Losing it | Lifestyle.INQ

OCTOBER 27, 2022

Frank Sinatra, the troubadour of his generation and its progeny, the generation to which I belong, sang the songs of our lives. Even the words he did not sing but simply utter, especially in the home stretch of his life, now resonate with me: I’m losing it.

 

There’s more humor and guts than regret or fear in those words, which is just like him, a man who did everything his way, and I take those words now in exactly the same way.

 

Yes, I, too, am beginning to lose it—shape, hair, memory and my original face. That face now exists only in old photographs, and it’s absolutely unrecognizable to my 5-year-old granddaughter. No doubt, it constitutes the most regrettable loss.

 

I’m lucky to have been born with such abundant hair that, despite heavy losses, I still can manage good hair days. And while my waistline lies interred in the bulk I have grown around it, some of it can still be exhumed by a modern-day girdle called “flexie.”

 

It’s a girdle made of unbelievably stretchable material held together by strategically spaced vertical flexible bones. It’s no easy task to put on, to be sure; as with jeans one size smaller, the recommended look-good size, one can only get into it lying in bed.

 

But once in place, the flexie does restore one’s womanly silhouette, which more than compensates for the discomfort.
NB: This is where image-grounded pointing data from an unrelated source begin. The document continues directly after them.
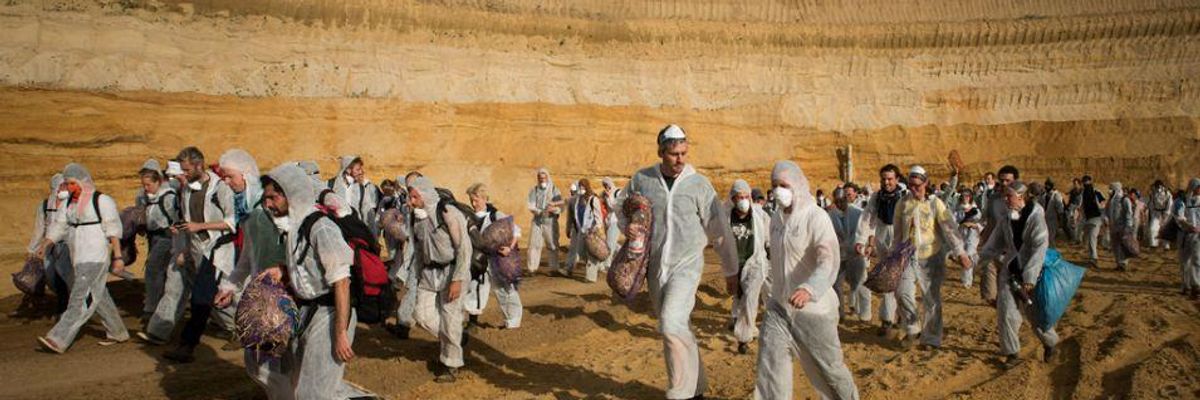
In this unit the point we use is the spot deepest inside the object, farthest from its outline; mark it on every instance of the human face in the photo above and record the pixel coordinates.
(414, 198)
(675, 157)
(193, 171)
(478, 202)
(355, 171)
(73, 187)
(888, 180)
(150, 185)
(234, 179)
(275, 201)
(917, 185)
(1014, 201)
(1006, 179)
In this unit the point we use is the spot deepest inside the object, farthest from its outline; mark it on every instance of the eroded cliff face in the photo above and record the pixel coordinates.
(490, 90)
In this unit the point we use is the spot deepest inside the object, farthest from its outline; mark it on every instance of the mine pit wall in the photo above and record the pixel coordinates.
(490, 90)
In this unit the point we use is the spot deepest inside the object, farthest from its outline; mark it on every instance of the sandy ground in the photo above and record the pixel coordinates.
(1127, 335)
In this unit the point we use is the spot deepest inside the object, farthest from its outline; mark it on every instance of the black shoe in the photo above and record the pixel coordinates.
(448, 375)
(399, 330)
(472, 321)
(1011, 362)
(181, 354)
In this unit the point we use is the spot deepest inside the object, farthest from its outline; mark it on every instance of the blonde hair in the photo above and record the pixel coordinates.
(478, 190)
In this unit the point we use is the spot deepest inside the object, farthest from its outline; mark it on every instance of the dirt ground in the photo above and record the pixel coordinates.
(1127, 335)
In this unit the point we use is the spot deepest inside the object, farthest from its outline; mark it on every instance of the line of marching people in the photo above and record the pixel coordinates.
(801, 260)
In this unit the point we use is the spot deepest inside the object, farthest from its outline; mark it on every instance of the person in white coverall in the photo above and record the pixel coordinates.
(750, 227)
(57, 262)
(477, 290)
(802, 309)
(441, 256)
(545, 202)
(925, 221)
(318, 274)
(1019, 243)
(360, 193)
(685, 210)
(875, 233)
(91, 228)
(845, 218)
(1188, 218)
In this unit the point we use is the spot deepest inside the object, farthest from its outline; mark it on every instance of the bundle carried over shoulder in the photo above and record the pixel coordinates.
(30, 279)
(1056, 286)
(393, 222)
(628, 272)
(886, 275)
(598, 243)
(133, 222)
(499, 234)
(267, 317)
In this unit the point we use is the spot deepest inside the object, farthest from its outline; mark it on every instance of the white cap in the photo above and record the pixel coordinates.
(174, 168)
(671, 132)
(918, 171)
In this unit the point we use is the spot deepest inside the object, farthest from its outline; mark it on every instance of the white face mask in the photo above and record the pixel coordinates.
(783, 197)
(281, 222)
(743, 206)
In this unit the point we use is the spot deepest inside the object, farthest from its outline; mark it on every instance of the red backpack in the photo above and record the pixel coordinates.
(370, 286)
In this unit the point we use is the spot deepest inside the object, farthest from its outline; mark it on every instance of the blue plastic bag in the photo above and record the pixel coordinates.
(1056, 286)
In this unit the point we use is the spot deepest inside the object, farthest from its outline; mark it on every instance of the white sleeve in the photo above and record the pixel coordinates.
(333, 252)
(719, 233)
(58, 228)
(111, 218)
(825, 242)
(39, 228)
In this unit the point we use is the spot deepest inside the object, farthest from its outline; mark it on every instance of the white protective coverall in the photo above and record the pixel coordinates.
(87, 231)
(505, 293)
(804, 256)
(545, 222)
(1029, 258)
(315, 263)
(685, 220)
(441, 255)
(754, 273)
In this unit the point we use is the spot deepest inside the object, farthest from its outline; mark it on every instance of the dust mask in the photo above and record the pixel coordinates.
(783, 197)
(281, 222)
(743, 204)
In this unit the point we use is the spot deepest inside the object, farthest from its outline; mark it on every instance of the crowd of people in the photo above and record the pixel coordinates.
(798, 257)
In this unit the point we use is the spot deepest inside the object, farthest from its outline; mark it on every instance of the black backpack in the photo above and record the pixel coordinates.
(371, 290)
(447, 200)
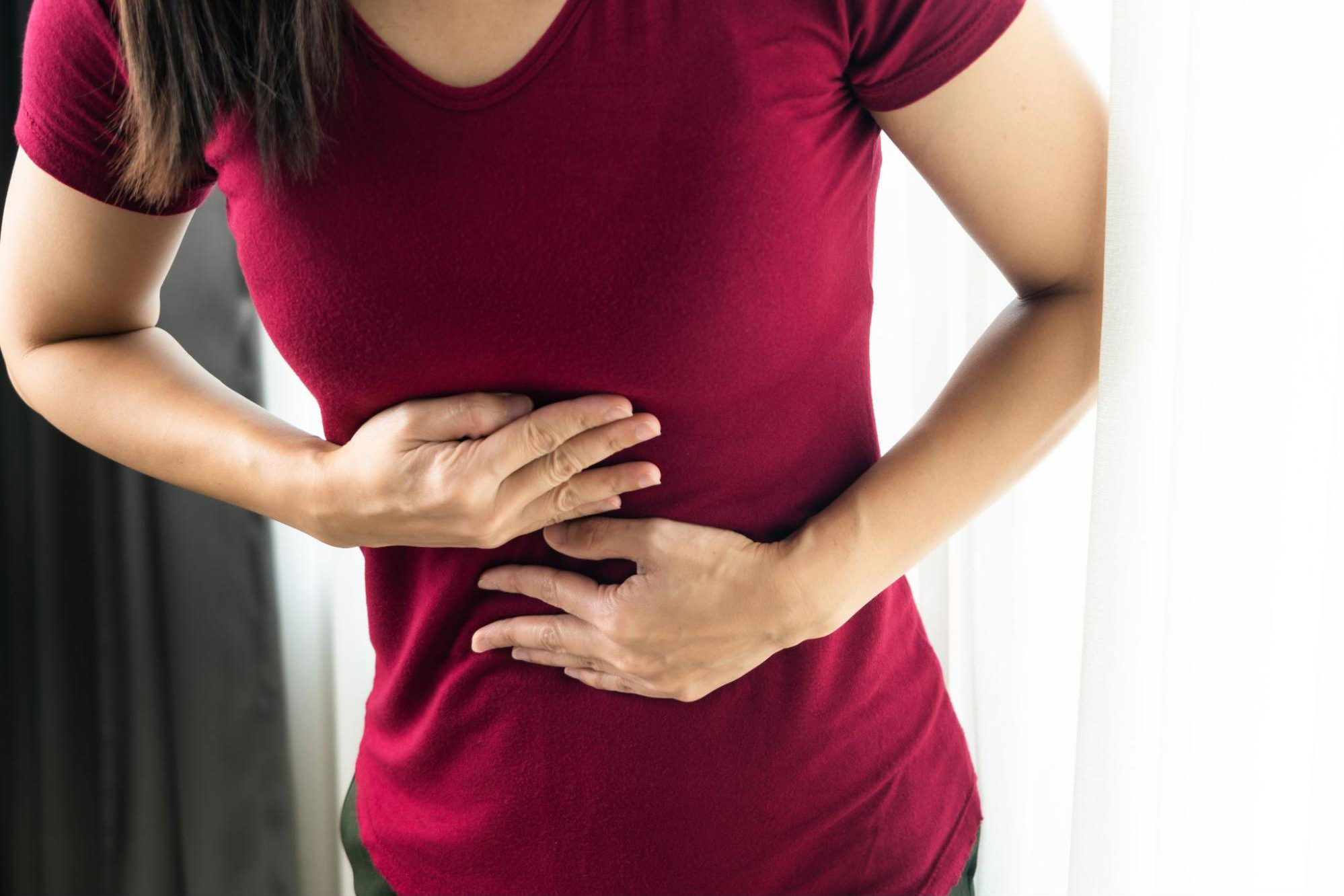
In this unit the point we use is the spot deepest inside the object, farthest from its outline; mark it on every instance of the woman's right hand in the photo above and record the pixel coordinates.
(478, 469)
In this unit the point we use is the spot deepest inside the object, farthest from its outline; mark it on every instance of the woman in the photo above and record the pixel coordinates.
(583, 289)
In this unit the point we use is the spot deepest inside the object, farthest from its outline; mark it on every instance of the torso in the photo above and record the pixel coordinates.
(460, 42)
(671, 202)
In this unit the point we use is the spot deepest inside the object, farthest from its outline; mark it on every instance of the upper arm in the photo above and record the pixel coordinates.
(78, 256)
(1015, 147)
(75, 266)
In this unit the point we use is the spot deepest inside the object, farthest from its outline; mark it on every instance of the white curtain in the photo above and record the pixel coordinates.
(1142, 637)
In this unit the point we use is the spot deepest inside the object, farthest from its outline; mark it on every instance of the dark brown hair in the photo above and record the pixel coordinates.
(277, 61)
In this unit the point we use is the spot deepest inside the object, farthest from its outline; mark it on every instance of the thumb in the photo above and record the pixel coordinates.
(467, 416)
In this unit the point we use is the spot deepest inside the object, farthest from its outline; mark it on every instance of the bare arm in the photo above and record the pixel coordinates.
(1015, 147)
(78, 309)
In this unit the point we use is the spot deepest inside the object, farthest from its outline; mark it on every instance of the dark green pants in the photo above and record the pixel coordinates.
(367, 881)
(370, 883)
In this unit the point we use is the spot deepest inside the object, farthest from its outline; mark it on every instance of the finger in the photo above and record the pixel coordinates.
(554, 659)
(549, 428)
(552, 472)
(589, 486)
(554, 632)
(565, 589)
(608, 681)
(603, 537)
(457, 417)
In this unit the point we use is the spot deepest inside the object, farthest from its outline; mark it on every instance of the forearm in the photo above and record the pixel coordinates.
(140, 400)
(1022, 387)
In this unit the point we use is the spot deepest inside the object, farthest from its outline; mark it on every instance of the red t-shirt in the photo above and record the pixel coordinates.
(666, 200)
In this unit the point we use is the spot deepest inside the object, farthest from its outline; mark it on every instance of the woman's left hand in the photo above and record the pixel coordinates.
(704, 607)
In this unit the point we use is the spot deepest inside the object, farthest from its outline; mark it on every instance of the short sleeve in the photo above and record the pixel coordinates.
(903, 50)
(73, 78)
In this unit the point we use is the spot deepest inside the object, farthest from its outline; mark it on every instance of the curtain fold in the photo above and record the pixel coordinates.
(1211, 692)
(144, 747)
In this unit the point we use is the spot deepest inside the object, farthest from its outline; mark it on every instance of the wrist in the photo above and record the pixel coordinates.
(312, 498)
(805, 574)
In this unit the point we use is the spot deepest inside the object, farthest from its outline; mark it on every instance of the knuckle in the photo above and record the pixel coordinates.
(541, 437)
(566, 498)
(564, 463)
(475, 410)
(550, 637)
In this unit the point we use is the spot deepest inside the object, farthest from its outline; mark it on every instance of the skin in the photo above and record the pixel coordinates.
(1015, 145)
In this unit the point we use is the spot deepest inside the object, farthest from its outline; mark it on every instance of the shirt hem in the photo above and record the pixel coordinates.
(956, 854)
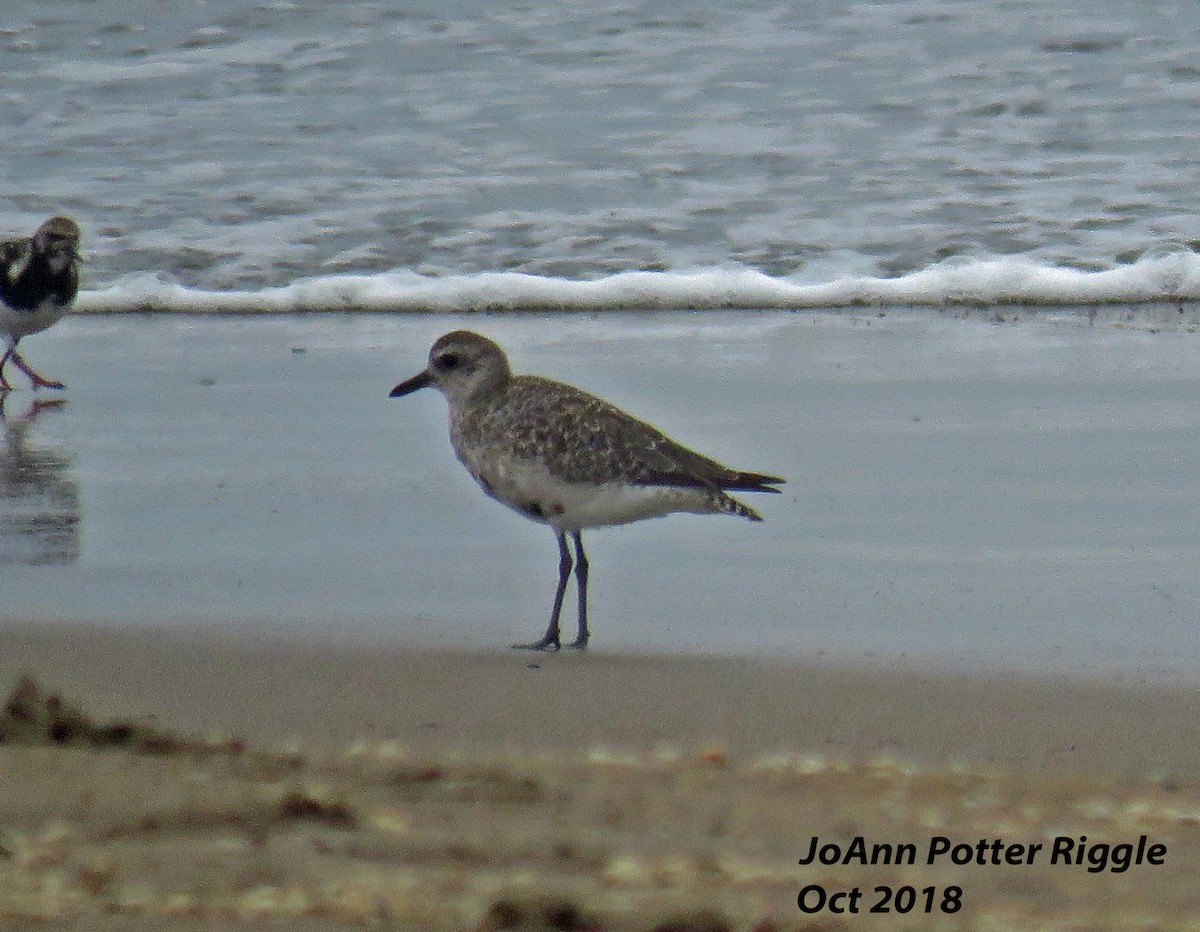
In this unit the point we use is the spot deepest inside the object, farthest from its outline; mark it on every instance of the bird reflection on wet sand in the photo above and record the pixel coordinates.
(40, 512)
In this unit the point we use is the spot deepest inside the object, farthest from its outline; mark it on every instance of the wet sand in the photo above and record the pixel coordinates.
(323, 787)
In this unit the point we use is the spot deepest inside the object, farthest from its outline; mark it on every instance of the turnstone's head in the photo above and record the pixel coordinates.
(462, 364)
(58, 240)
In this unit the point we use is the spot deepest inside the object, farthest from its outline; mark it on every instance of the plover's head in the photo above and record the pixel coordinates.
(461, 365)
(58, 240)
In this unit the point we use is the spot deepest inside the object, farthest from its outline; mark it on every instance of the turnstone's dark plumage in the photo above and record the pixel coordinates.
(567, 458)
(39, 280)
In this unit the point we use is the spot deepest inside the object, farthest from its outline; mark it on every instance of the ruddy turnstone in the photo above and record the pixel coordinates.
(39, 280)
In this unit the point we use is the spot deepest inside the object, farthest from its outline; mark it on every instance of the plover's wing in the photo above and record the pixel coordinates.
(597, 439)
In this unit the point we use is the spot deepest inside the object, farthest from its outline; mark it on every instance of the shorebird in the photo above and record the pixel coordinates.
(567, 458)
(39, 280)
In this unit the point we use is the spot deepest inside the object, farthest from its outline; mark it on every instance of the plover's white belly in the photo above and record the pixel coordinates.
(570, 506)
(23, 323)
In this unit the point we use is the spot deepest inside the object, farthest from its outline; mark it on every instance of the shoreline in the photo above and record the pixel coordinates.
(325, 695)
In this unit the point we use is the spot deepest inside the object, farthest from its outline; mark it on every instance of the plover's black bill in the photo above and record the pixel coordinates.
(409, 385)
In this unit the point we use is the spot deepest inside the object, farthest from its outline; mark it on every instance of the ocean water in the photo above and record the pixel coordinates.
(991, 497)
(396, 156)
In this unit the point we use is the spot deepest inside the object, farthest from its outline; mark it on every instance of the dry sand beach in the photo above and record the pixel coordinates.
(199, 781)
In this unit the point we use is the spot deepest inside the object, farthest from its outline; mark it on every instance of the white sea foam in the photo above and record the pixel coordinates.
(1165, 276)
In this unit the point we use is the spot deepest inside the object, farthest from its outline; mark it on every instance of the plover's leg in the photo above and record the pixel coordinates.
(39, 380)
(581, 577)
(4, 361)
(550, 639)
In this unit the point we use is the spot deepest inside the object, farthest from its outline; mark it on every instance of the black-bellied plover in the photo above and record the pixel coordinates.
(39, 280)
(567, 458)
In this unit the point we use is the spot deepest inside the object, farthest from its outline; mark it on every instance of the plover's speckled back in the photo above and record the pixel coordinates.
(567, 458)
(39, 280)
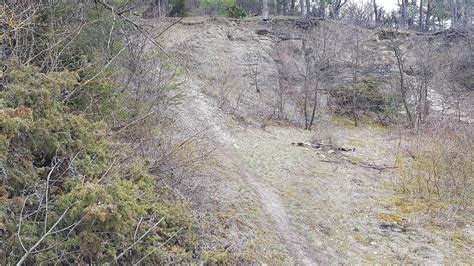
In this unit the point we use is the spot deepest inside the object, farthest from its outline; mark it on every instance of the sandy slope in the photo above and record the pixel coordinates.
(294, 203)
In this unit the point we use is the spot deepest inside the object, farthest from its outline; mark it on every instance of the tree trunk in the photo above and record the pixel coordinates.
(420, 21)
(376, 15)
(308, 9)
(403, 91)
(429, 9)
(303, 10)
(404, 14)
(265, 10)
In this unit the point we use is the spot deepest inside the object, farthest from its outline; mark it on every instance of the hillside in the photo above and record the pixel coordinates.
(236, 132)
(277, 201)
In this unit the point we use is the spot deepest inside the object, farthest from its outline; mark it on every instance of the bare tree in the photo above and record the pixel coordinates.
(424, 54)
(321, 46)
(265, 10)
(395, 44)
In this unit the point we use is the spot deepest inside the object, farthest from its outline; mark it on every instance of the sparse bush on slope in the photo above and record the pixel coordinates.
(440, 169)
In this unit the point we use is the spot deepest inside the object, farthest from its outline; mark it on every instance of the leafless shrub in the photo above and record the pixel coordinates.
(439, 167)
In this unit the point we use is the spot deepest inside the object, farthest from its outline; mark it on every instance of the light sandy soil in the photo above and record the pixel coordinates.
(283, 203)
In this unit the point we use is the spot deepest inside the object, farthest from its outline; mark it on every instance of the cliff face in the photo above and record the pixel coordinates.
(259, 197)
(257, 70)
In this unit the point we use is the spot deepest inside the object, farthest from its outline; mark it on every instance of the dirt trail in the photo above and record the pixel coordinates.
(298, 246)
(201, 112)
Each time I struggle through it I’m reminded of what my dad used to say about the government’s answer to flooding— raise the streets out of the water’s reach. “No more than flood transfer,” he would say.

 

Which is precisely what the flexie does to my body fat. The moment I sit down, I know where it has gone: my chin rests between my cleavage, and an ample warm sausage sits on my lap. With flexies, it’s best to avoid sitting.

 

Personal myth

 

Obviously, I’m still trying to look good, but I swear never to go to the lengths my mom herself did. I see her in Sara Halprin’s book “Look at my Ugly Face,” as she describes her own mom: “Until the day she died, my mother thought of herself as a slim and beautiful woman living in a body with which she hardly identified.” I also can identify with her confession: “Rebelling against my mother, I developed a personal myth—I thought elegance was simple and natural.”

 

I myself at first resisted improving my appearance, believing that natural is better, more honest, even when any attempt at improvement could well be in itself a humble admission that, indeed, there’s a need for improvement. Now I see the wisdom in it, although again, I still draw the line against surgical intervention—only natural alternatives for me.

 

Halprin reminds me of the inevitable shift that happens to women my age, “from one who is being looked at to the one who looks at others,” which is not as painful a truth as that revealed in her next statement: “Women my own age and some older women share glances of recognition… Men my age or older seldom seem to see me at all—and this is primarily, but not always, a relief!”

 

The observation takes me back to a recent trip to Spain, which affirmed to me and my companions, fellow lady seniors, that, although the Spanish tradition remains alive for señoritas, there are no more piropos—no more chivalrous street compliments—for abuelitas.

 

It’s something that seems to me to demand a change of attitude, to be more accepting, less judgmental at our age. With that, life should only get better, fuller, like our senior figures. It’s really about having substance, about knowing our shifting priorities, about staying alive and staying relevant.

 

Still, however, it’s best for our own morale to avoid mirrors. Every little thing helps; my husband and I return from trips without a single photograph taken of us for the record. He instead draws people we encounter, and I collect material that affirms my philosophy of life—material I can use here, for instance. Life is no longer about us, but we celebrate it every chance we get—before we lose it.